Sebulan, dua bulan telah berlalu. Berita Nando ingin dibunuh pemerintah sudah lenyap ditelan bumi. Semua orang tak peduli lagi padanya. Kecuali seorang lelaki tua berpeci putih, marbot masjid di dekat rumah Nando.
Dengan sabar, dia selalu menghampiri Nando meski hardikan selalu terdengar. Sepiring nasi dengan lauk tempe atau tahu dan segelas teh hangat selalu dengan rutin dibawakan Sang Marbot. Karena jengah, akhirnya Nando mulai lunak padanya.

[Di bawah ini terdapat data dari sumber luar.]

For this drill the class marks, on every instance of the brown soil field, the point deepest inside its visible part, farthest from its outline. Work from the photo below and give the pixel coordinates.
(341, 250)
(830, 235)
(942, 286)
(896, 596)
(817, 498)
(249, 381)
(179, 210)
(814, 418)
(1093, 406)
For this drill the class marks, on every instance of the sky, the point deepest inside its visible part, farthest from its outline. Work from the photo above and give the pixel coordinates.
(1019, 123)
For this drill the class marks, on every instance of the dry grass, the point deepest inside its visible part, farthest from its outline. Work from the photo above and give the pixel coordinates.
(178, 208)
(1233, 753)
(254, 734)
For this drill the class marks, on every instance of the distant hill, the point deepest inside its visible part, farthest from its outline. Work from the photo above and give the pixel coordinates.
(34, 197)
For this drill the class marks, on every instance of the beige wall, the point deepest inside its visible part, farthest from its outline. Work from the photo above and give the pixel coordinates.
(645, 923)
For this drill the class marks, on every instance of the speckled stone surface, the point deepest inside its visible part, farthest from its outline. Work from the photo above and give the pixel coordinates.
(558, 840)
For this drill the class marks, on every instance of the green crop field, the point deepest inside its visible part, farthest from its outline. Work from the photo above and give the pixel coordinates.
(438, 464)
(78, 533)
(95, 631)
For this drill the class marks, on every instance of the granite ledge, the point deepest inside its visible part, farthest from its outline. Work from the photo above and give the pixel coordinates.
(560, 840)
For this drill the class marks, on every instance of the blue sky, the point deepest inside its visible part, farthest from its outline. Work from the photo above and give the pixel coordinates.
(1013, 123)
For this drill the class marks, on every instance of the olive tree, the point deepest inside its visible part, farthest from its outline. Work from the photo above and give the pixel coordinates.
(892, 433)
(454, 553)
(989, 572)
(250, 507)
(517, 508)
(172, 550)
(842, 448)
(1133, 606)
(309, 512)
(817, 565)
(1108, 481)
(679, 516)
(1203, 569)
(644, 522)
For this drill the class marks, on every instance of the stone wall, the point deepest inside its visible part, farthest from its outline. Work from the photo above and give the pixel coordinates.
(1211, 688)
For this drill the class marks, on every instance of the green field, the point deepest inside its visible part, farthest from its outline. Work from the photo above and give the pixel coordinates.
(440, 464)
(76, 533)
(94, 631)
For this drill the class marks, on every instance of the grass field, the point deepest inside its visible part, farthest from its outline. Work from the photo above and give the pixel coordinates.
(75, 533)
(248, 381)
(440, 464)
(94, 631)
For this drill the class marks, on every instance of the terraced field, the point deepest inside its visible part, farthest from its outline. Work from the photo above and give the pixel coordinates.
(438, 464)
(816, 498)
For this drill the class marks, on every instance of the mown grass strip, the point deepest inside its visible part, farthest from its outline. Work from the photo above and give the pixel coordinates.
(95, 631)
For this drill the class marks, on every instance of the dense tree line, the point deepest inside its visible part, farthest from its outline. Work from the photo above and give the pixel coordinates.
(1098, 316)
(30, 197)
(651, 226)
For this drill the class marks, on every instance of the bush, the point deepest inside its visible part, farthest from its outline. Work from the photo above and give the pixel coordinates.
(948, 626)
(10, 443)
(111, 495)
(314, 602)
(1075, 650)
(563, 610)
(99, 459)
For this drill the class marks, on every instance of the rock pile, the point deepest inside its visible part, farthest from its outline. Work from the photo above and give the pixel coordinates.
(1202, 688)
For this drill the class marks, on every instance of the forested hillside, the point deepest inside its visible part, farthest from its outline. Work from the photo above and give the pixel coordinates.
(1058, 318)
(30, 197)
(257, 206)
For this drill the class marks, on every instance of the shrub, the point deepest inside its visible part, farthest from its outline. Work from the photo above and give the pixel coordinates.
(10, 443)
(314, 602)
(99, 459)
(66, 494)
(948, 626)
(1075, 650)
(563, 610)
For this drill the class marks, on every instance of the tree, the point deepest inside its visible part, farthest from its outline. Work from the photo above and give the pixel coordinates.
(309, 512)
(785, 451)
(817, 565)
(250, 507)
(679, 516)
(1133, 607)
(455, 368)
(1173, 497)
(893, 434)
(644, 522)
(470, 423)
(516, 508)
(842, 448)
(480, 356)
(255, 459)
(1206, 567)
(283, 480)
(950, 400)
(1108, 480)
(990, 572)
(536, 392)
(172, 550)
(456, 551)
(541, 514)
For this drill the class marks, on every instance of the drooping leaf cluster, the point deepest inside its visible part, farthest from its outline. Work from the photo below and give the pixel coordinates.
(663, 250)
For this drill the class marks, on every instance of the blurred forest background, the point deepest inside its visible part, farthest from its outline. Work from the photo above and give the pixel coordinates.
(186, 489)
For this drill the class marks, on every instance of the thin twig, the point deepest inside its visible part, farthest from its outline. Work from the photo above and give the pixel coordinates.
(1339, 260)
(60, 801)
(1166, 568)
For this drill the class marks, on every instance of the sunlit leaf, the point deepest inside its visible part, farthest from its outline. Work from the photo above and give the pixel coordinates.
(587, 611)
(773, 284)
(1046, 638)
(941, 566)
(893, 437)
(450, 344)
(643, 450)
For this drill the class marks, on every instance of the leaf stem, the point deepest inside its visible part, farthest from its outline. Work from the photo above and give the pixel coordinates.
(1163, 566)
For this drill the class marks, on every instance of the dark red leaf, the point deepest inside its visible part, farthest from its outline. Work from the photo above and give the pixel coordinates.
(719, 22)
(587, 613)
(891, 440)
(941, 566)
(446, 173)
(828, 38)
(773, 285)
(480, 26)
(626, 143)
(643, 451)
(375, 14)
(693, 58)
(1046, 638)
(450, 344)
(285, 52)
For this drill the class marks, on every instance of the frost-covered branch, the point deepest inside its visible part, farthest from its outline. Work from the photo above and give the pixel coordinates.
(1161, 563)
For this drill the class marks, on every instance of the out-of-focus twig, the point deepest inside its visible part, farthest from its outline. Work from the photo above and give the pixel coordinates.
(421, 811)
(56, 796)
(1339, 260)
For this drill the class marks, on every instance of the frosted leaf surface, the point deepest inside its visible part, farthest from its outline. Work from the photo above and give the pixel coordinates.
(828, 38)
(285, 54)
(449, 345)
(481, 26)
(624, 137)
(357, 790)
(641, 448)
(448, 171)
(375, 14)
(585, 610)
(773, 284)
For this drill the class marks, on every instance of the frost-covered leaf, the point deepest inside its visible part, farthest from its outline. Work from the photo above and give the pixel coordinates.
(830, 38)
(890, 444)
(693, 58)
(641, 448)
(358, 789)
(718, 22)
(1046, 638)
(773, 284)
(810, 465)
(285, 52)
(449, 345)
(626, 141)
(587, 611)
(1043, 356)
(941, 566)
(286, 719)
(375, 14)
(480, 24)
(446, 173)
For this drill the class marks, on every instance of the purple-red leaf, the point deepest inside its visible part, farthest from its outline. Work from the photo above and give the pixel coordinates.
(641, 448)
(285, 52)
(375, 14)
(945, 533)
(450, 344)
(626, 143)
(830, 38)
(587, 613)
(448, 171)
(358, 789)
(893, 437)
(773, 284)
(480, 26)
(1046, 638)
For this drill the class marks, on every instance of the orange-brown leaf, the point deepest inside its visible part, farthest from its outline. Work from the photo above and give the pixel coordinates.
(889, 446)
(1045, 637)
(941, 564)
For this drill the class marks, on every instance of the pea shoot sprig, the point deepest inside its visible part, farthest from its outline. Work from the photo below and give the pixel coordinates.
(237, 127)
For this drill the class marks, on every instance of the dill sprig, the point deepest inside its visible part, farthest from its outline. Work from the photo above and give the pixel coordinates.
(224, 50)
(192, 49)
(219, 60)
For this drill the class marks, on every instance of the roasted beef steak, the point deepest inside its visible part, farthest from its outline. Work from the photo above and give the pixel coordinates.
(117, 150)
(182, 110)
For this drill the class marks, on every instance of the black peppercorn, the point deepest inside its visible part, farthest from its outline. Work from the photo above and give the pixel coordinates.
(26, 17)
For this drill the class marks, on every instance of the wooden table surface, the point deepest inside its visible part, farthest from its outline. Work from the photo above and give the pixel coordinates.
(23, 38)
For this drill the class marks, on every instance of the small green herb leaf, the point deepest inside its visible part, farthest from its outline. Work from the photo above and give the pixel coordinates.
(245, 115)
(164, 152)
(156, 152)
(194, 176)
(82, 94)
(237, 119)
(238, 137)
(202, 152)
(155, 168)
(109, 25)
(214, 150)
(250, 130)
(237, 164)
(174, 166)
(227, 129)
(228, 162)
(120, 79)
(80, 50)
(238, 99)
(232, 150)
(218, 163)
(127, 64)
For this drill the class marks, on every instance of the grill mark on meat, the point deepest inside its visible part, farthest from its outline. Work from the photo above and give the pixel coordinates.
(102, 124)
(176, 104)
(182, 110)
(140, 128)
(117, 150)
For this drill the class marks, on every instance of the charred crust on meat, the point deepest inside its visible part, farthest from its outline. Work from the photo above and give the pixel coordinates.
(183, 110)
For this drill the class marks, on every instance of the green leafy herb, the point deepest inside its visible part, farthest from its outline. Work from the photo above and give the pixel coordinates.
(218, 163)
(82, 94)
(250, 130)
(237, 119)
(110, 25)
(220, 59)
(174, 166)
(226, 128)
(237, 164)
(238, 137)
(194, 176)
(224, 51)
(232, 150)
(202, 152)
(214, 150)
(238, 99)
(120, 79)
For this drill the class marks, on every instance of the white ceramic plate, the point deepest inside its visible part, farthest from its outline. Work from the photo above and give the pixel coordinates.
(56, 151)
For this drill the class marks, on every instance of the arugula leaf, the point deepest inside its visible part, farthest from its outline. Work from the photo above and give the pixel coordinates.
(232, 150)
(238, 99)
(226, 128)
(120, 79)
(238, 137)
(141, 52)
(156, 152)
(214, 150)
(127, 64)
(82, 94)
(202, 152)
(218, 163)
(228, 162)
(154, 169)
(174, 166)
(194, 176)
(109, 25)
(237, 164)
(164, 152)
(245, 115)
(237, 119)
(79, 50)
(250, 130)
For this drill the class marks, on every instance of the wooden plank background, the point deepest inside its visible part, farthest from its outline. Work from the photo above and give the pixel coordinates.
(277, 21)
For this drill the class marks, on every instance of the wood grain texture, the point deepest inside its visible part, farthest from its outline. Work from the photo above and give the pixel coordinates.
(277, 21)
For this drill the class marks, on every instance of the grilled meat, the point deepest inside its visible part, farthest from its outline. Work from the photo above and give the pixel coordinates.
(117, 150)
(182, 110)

Hari demi hari terus berlalu. Sang marbot tua terus mendampingi Nando. Menceritakan hidupnya yang seorang diri karena istri dan anak yang terlebih dulu berpulang. Menceritakan bagaimana dia tetap bertahan karena yakin bahwa Tuhan Maha Adil dan tak akan menyia-nyiakan siapapun yang tetap mau berusaha. Dan Tuhan tidak melihat gelar yang disandang setiap makhluknya, hanya usaha dan kerja keras serta keimanan yang akan dinilai.

Tanpa disadari, hati Nando tersentuh. Air matanya menetes mengingat lima tahun atau lebih yang dia sia-siakan. Mata elangnya kini berembun, menatap isi rumah yang kini telah rapi dengan sentuhan Marbot tua dengan hati emas. Rasa malu menguasai jiwanya. Betapa Nando merasa menjadi pecundang yang terkalahkan dengan seorang tua namun masih berharap akan hidup yang lebih baik.